Sundance ve Biodanza tecrübesi

İstanbul’da IMF karşıtı gösterilerde gaz bombasını bir güzel ciğerlerimize çektikten sonra ayağımın tozuyla Antalya Tekirova’daki Sundance Juggling Festivali’nde aldım soluğu. Sundance Juggling yani daha anlaşılır tabiriyle jonglörlük festivali de neymiş diye soranlar için de biraz bilgi vereyim hemen. 2006 yılında yapılmaya başlanan ve jonglörlükle ilgili veya ilgisiz bir sürü atölye çalışmasına ev sahipliği yapan Tekirova’nın pırıl pırıl güneşi, yemyeşil ormanları ve kayalı taşlı ama tertemiz denizi ile Sundance adlı kamp alanında düzenlenen bir festival bu. Her yıl birbirinden yaratıcı olarak tasarlanmış bedge leriyle, birbirinden ilginç ve yetenekli jonglörlerini biri araya getiriyor bu festival. Bu yıl da çağdaş sirk dansçıları derneği tarafından dördüncüsü düzenlendi ekimin 5 i ile 11 i arası.

Jonglörlükle çok fazla haşır neşir olmayan, sadece poi çevirmek ve biraz da akrobasiyle ilgilenen ben, kamp alanında, doğanın ortasında olmanın tadına vardıktan sonra onlarca ilginç atölye çalışmasının arasından dansla ilgili olanlarına dadandım hemen. Bunlardan en çok ilgimi çekeni de Biodanza adında ve daha önce de birkaç kere bazı atölye çalışmalarında tanıma imkanı bulduğum danstı. Yazının geri kalanında sizlere bu konu hakkında biraz bilgi verip, ilginizi buraya çekmeye çalışacağım.

Biodanza duygularımızı dışa vurmamızı sağlayan bir sanat. İnsanın müzikle hareketi birleştirerek kendisiyle ve dünyayla -yani çevresiyle- ilişki kurmasını sağlıyor. Evrenle bizim aramızda işbirliği kurulmasını sağlıyor başka bir değişle. 1960’larda Şili’li bir profesör ortaya çıkarmış bu dansı.

Biodanza sırasında birbirimize dokunuruz…
Bazen çoğu insana zor gelen o birbirine dokunma ihtiyacımızı giderir, bu korkumuzu atarız. Bunu suda mayoyla ve hatta çırılçıplak yapanlar da var tabi. Böylece müzik eşliğinde saatlerce dans ederiz. Kullanılan müzik de ortaya çıkarılacak duyguya göre değişir.

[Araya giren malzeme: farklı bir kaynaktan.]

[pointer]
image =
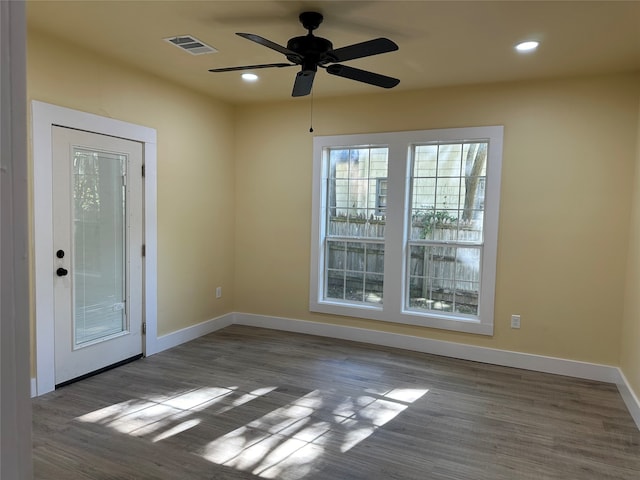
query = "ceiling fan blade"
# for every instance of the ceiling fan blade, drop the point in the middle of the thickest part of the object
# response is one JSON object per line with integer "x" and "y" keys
{"x": 303, "y": 83}
{"x": 272, "y": 45}
{"x": 363, "y": 76}
{"x": 252, "y": 67}
{"x": 364, "y": 49}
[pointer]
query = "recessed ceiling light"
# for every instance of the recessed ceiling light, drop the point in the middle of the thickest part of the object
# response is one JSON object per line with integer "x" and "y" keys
{"x": 528, "y": 46}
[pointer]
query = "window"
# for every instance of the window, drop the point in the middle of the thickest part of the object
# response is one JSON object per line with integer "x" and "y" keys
{"x": 381, "y": 196}
{"x": 405, "y": 227}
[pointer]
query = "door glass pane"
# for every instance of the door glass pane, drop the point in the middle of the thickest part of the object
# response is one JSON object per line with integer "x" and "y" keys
{"x": 99, "y": 251}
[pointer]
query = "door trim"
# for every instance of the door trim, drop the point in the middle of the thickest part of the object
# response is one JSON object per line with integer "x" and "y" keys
{"x": 44, "y": 117}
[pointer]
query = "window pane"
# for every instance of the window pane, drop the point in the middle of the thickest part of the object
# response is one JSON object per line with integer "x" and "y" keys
{"x": 356, "y": 192}
{"x": 375, "y": 258}
{"x": 444, "y": 278}
{"x": 336, "y": 255}
{"x": 373, "y": 288}
{"x": 354, "y": 288}
{"x": 335, "y": 284}
{"x": 355, "y": 271}
{"x": 448, "y": 192}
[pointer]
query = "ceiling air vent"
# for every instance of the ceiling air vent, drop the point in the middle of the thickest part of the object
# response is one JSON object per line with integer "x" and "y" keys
{"x": 190, "y": 44}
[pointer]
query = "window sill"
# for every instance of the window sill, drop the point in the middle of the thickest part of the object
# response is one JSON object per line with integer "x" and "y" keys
{"x": 406, "y": 317}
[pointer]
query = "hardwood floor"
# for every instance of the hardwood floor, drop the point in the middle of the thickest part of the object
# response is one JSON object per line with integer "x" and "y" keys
{"x": 247, "y": 403}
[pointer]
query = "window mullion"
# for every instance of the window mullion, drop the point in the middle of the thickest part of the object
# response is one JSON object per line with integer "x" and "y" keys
{"x": 395, "y": 227}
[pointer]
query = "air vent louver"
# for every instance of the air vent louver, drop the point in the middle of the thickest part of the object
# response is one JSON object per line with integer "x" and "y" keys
{"x": 190, "y": 44}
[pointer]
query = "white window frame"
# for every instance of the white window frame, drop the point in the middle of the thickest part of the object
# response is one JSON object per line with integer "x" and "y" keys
{"x": 398, "y": 187}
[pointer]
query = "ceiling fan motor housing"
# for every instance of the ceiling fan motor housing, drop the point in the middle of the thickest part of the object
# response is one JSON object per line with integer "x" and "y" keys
{"x": 312, "y": 49}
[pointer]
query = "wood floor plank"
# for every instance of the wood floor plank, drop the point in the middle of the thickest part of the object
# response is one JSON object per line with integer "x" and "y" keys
{"x": 251, "y": 403}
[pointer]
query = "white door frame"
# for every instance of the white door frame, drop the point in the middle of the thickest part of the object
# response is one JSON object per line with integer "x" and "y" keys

Biz elementler üzerine yağunlaşarak dans ettik. Toprak elementini, Afrika müzikleri eşliğinde ayaklarımızı ellerimizi yerlere vurarak ve bu şekilde toprağı hissetme güdüsüyle yaptık örneğin.

Biodanza ile bu son tecrübemden sonra üşenmeyip bir araştırmaya karar verdiğimde, bu dansın aslında oldukça ciddiye alındığını farkettim. Belli başlı bazı kuralları var. Biodanza işte deyip de geçmeyin, bunun teorisini ve nasıl uygulandığını iyice anlamak gerekiyor. Dans etmek değil de dansın kendisi olmak, seçtiğimiz müziğin dans sırasında bizi nasıl etkilediğini anlamak gerek.

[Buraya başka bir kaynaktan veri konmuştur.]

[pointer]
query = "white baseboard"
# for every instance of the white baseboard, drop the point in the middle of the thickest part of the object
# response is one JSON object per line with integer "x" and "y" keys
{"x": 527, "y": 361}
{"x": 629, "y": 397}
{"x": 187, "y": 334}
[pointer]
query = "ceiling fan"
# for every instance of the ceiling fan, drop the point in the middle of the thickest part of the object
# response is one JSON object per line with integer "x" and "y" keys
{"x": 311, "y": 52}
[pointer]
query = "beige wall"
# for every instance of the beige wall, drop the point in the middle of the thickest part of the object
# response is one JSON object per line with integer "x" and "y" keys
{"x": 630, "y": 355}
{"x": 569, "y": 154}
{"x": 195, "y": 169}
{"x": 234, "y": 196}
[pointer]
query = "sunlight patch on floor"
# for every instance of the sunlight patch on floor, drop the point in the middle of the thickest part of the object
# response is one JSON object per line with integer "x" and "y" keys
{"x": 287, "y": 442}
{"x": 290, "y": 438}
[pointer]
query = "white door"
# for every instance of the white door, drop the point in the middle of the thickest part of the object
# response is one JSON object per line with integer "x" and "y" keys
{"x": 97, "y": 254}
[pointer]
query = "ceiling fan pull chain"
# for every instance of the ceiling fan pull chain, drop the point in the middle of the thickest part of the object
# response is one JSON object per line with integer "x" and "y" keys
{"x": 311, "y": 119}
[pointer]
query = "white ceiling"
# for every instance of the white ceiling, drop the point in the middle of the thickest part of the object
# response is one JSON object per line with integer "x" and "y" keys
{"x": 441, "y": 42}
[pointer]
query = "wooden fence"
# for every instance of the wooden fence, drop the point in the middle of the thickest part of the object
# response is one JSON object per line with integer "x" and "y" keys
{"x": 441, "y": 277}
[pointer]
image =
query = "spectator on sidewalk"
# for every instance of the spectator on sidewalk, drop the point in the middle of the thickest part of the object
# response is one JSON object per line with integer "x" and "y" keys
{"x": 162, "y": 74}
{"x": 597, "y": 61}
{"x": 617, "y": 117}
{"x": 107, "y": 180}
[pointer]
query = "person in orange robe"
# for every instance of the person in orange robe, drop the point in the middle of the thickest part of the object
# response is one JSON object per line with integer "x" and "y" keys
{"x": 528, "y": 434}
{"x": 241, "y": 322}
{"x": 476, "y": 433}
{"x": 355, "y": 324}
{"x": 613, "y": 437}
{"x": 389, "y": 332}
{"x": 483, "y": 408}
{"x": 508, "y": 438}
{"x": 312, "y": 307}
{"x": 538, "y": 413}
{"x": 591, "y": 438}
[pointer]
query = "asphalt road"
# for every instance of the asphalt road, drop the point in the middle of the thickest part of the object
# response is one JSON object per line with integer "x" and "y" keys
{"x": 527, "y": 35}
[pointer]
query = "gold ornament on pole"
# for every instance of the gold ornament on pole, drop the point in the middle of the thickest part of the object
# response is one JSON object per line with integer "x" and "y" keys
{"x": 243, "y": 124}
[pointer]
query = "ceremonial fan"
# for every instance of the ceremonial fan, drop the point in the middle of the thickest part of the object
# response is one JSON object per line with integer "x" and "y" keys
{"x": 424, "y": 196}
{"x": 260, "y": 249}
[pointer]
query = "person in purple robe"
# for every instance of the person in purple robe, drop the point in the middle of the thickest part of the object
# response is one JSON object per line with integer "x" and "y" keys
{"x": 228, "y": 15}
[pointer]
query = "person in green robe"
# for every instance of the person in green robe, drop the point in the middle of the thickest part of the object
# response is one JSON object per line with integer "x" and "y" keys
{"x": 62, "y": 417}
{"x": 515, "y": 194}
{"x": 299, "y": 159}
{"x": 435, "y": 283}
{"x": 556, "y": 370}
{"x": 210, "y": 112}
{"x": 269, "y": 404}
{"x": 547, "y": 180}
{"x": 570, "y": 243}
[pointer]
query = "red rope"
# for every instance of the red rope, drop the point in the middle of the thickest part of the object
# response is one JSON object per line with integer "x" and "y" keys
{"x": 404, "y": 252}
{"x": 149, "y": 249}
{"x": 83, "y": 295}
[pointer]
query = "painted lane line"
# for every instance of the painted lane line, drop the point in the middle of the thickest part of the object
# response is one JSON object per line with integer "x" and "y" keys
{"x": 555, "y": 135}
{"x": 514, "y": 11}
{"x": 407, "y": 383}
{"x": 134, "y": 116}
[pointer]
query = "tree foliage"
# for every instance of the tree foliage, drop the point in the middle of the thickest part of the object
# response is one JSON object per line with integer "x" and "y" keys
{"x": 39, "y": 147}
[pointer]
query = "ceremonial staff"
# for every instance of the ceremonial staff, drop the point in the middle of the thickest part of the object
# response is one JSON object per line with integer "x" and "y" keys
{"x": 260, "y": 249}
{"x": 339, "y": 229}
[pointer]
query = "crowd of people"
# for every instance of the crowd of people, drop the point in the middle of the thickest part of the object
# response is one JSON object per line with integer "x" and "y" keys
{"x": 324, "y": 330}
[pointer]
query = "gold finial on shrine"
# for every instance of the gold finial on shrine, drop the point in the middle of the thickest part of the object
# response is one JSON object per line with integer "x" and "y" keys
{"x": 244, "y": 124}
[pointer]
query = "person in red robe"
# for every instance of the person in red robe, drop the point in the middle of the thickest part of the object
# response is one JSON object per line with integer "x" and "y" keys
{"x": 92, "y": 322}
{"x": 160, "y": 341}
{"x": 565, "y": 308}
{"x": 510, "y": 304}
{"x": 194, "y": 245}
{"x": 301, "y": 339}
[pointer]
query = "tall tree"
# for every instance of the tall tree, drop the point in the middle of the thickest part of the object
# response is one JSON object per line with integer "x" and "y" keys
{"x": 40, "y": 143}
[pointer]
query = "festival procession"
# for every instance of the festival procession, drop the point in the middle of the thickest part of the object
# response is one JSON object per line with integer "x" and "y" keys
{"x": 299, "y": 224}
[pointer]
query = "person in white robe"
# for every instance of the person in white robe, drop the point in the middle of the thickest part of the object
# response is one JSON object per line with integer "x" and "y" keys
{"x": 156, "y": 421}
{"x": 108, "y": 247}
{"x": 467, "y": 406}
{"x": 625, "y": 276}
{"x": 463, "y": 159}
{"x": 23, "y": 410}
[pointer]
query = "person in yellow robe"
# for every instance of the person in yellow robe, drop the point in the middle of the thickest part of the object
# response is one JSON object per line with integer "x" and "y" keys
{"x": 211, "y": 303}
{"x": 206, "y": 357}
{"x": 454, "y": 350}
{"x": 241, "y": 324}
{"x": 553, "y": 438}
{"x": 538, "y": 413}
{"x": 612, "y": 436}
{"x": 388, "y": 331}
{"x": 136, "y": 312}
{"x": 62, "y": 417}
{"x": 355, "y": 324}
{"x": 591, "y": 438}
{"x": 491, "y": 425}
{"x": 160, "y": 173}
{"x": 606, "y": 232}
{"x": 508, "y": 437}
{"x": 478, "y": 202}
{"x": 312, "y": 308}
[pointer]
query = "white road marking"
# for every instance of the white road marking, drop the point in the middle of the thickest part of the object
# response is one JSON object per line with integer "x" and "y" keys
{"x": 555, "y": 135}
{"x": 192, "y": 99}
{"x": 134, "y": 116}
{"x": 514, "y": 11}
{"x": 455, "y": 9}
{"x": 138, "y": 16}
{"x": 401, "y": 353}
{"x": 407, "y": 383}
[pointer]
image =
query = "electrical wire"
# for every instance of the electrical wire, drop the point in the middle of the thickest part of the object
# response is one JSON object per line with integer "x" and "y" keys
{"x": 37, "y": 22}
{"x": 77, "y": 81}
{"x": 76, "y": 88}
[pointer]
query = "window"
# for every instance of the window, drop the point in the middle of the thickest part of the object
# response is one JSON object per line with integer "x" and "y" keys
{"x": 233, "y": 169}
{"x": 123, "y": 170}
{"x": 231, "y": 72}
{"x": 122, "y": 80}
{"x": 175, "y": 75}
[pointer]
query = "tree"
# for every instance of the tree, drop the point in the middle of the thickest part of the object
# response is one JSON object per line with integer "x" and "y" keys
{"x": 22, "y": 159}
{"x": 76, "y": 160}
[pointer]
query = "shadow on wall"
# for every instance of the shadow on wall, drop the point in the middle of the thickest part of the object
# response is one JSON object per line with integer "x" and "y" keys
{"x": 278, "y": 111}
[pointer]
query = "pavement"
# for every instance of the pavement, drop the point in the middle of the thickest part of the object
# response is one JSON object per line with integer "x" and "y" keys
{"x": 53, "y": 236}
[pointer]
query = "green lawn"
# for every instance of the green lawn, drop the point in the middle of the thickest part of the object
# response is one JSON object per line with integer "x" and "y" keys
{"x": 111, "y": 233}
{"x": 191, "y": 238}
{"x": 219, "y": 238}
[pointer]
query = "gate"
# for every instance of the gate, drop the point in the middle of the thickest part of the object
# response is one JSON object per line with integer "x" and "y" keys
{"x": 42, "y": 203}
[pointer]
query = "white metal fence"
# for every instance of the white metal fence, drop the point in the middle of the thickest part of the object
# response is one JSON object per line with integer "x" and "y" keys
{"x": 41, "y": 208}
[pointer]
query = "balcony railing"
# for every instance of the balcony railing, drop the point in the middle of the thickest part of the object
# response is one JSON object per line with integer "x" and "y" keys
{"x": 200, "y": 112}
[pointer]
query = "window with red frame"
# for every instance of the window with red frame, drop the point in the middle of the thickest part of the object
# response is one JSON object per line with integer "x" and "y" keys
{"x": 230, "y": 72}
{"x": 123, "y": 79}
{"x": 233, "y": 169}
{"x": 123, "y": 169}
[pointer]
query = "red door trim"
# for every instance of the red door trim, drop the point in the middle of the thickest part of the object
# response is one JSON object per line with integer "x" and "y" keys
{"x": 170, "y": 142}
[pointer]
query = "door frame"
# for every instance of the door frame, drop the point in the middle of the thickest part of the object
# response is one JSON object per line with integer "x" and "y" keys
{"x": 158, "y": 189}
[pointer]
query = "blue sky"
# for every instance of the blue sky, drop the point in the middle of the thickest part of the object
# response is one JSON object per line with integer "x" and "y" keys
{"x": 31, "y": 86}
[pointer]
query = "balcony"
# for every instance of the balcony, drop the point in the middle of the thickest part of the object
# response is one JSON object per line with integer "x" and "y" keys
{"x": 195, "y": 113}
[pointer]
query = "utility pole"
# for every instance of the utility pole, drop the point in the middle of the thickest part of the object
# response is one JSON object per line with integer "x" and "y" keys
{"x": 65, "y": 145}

Biodanza tecrübesi, etrafınızla kendinizi nasıl ilişkilendirdiğinizi ve gruptaki diğerlerinin kendilerini sizlerle nasıl ilşkilendirdiğini görmenize oldukça yardımcı oluyor gerçekten. Kendi kalp atışlarımdan ve de tepkilerimden, duygu durumumdan yola çıkarak etrafımla ilişkilerimi gözlemleme şansını yakalamama yardımcı olduğu için, bu teknolojiye ve bizlere taa Hollanda’dan kalkıp gelerek bu deneyimi yaşatan tatlı çifte ne kadar teşekkür etsem azdır diyorum ve fırsatını bulduğunuzda denemenizi şiddetle tavsiye ediyorum.